We can extend this out to better understand why there is so much variability in people’s decision making regarding COVID-19. Getting COVID is a low-probability event, and people will vary in how they apply the fundamentals of EMT. For example, they will vary in:
- Their assessment of the salient consequences if they get COVID (ranging from no symptoms to possible death),
- Whether the probability of getting COVID is high enough that they need to take steps to reduce that probability,
- Whether some costs (e.g., social distancing, wearing a mask, limiting time spent in large groups) would offer the benefit of a reduced probability of getting COVID, and
- Which costs are worth that benefit.
When we consider the degree to which people may differ in these assessments, is it any wonder we see such variability in their behavior?
References
[1] Many of these recommendations assume the costs of various options are roughly equivalent.
[2] Though EMT applies to both positive and negative low-probability outcomes, there are cases in which low-probability negative outcomes are likely to produce more universal application of EMT (as evidenced by the fact more people wear their seat belt than play the lottery).
[3] The decision of which outcome more impactful is often a function of the value we place on specific costs and benefits.
[4] What it means for a low-probability outcome to be likely enough to occur will vary based on how impactful its consequences are if it does. Consequences that pose more impact may necessitate a lower probability threshold than less impactful consequences.

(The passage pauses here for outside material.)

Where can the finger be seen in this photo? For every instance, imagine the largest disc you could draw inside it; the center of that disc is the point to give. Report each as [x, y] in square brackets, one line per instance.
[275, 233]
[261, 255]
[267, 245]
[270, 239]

[5] For example, many people would be more likely to place a $20 bet where they have a 70% chance of winning, but they’d be less likely to choose to have an elective surgery if they only have a 70% chance of survival.
[6] There is a threshold above which most people will appraise the costs of betting on the low-probability outcome as exceeding the anticipated benefits; they will be generally unwilling to exceed those costs.
[7] Such as when people believe that choosing to opt out of vaccines will decrease the likelihood their child will develop autism or when people believe some new age therapy will benefit them when it won’t.